FotoForensics is a free, web-based image forensics platform that helps users determine whether a digital photo has been manipulated or tampered with. Its flagship technique, Error Level Analysis (ELA), re-compresses a JPEG at a known quality level and highlights discrepancies between the result and the original — altered regions typically exhibit higher error levels. Additional tools include EXIF/IPTC/XMP metadata extraction, thumbnail comparison, luminance gradient analysis, compression artifact inspection, clone/copy-move detection, and cryptographic hash generation for chain-of-custody verification. The platform is widely used by journalists and fact-checkers to verify the authenticity of news photos and viral images, by legal and insurance professionals assessing submitted evidence, and by academic researchers studying manipulation detection methods. Because it requires no software installation and accepts image uploads or public URLs, it is accessible from any modern browser on any operating system.

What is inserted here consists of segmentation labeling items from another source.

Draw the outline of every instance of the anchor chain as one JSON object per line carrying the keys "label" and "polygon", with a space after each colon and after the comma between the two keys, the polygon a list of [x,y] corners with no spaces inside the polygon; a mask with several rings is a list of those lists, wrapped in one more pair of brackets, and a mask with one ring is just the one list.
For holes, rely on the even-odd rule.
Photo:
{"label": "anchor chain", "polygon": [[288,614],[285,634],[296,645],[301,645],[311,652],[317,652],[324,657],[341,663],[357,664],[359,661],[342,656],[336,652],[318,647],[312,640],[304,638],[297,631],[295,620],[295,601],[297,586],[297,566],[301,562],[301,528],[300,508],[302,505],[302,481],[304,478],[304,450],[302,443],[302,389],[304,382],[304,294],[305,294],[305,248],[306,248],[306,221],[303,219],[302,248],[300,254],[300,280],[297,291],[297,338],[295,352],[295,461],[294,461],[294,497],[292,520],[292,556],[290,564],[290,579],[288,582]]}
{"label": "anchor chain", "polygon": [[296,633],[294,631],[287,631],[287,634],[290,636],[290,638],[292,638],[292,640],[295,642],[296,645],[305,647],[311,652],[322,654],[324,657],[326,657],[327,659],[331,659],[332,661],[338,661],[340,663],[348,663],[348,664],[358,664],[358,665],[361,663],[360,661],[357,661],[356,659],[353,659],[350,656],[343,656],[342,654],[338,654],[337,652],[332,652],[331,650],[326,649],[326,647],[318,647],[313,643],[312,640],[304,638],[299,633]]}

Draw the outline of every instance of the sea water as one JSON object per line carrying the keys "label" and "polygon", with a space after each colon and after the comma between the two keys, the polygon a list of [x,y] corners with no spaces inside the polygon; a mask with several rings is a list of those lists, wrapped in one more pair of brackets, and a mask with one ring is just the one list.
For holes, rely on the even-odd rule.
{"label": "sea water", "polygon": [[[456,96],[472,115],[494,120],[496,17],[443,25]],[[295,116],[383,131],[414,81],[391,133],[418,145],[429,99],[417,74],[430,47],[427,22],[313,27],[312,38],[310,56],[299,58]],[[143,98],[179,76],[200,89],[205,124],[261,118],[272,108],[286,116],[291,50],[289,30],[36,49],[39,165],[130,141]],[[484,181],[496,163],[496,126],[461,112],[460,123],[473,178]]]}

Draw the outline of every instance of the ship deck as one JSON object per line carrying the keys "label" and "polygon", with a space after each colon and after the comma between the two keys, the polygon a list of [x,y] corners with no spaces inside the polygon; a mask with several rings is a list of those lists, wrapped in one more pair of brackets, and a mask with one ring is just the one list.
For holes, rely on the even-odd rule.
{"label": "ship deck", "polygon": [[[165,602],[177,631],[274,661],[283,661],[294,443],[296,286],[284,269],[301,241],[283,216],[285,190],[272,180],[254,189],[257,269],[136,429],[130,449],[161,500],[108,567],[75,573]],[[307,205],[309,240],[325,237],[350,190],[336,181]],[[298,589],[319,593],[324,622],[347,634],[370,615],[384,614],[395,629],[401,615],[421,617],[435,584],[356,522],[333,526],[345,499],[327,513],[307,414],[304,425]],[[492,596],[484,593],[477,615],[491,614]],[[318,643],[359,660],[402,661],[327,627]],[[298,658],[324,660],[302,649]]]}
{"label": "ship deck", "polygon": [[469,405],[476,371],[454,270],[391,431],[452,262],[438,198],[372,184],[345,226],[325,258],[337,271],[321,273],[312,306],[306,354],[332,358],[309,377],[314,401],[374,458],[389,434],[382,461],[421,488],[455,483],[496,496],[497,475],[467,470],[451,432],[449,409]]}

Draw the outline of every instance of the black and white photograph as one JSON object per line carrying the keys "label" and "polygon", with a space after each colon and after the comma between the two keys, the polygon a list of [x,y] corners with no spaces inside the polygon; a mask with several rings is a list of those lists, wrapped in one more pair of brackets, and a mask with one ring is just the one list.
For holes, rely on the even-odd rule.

FotoForensics was created and is maintained by Neal Krawetz, a recognized digital forensics researcher and computer security expert. The site functions both as a practical analysis tool and as an educational resource, offering tutorials that explain the science behind each analysis method. Basic analysis is free without registration; creating an account unlocks higher upload limits and analysis history.

Key Features

  • Error Level Analysis (ELA): Re-compresses JPEG images at a known quality and measures pixel-level differences to highlight regions that have been digitally altered, which typically appear brighter than untouched areas.
  • Metadata Extraction: Reads and displays EXIF, IPTC, and XMP metadata including camera model, GPS coordinates, timestamps, and editing software history — inconsistencies can indicate tampering.
  • Thumbnail vs. Full-Image Comparison: Compares the JPEG thumbnail embedded in EXIF data against the full image; mismatches reveal that the photo was edited after the original capture.
  • Clone & Copy-Move Detection: Identifies regions within an image that have been duplicated and repositioned, a common technique used to conceal or replicate content.
  • Cryptographic Hash Generation: Produces MD5 and SHA-1 hash values for uploaded images to support integrity verification and chain-of-custody documentation in forensic workflows.

Pros

  • Entirely Free & No Installation: Core forensic analysis is available at no cost with no software to install — any modern browser and an internet connection are sufficient.
  • Multiple Complementary Techniques: Combines ELA, metadata inspection, thumbnail analysis, clone detection, and compression analysis in one place, giving a more complete picture than any single method alone.
  • Educational Resources Included: Built-in tutorials explain the science behind each analysis method, making it useful for students and researchers learning image forensics.
  • Created by a Domain Expert: Developed and maintained by Neal Krawetz, a published digital forensics researcher, lending credibility and methodological rigor to the tools.

Cons

  • JPEG-Centric Limitations: ELA — the most powerful feature — is most meaningful for JPEG images; results for PNG, WebP, or other lossless formats are significantly less informative.
  • No Batch Processing or API: Images must be submitted one at a time through the web interface; there is no documented public API or bulk analysis capability for high-volume workflows.
  • Upload Size and Rate Limits: Anonymous users face file size caps and rate limits, which can be restrictive for professional or investigative use requiring frequent analysis of large images.